New Computer Fund
Monday, May 14, 2012
Notes on Stuff
I love messy charts. Showing the short term changes are a reminder of how chaotic things can be. I nice milquetoast smoothed chart is for pansies. Show me the nasty!
This is real nasty. It is the average CO2 monthly change measured at Mauna Loa, the actual monthly change and the deviation from the mean (average) monthly change. Annually, the CO2 measured varies a few parts per million at Mauna Loa. I just took the period from 1979 to 2011 and found the average variation for each month, subtracted the actual value for each month and viola! deviation from the average or mean. Lots of noise, but there are periods of less and more variation.
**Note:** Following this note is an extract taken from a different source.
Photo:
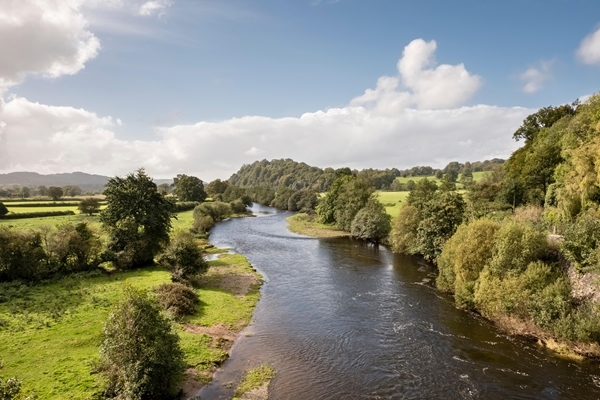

This compares a portion of the deviation from mean to the TIM TSI solar measurements from SORCE. This is not the solar data I wanted, but the best I have at the moment. If you squint real hard you can see a slight inverse correlation. Lower solar versus greater deviation from mean. This really should be the CO2 deviation from mean versus Solar UV. Why? Because UV creates ozone, ozone reacts with ice crystals and hydroxil (I think that is right) can react with CO2. Real chemistry was never my forte, so I will leave that vague.
So what?
I did the same deviation or variation from mean with the UAH mid troposphere temperature data. This chart is the northern extent land and ocean minus the southern extent land and ocean. The extent have a push me pull you thing going on annually. By subtracting the two, it gives a bigger picture of the change in the monthly variation. The break is at 1995 with the trends lead in and out. I use 1995 because I believe that is a climate shift matching the stratospheric shift from cooling to neutral. The UAH mid troposphere data is questionable for the portion around 1983, which would increase the magnitude of the shift if UAH is in error. That shift is I believe due to the Ocean Heat Content (OHC) approaching a pseudo equilibrium for current conditions. Less uptake of heat would create a greater cooling flux which would create greater atmospheric temperature variability.
This is all a crazy theory at the moment. It will require a much more serious effort to flesh out, but it does tend to jive with the southern hemisphere temperature reconstructions I have seen, the change in Antarctic sea ice area variation and the change in Artic sea ice variation. There are so many failed climate theories that I am not too enthusiastic about this one, but some pieces are fitting a little better.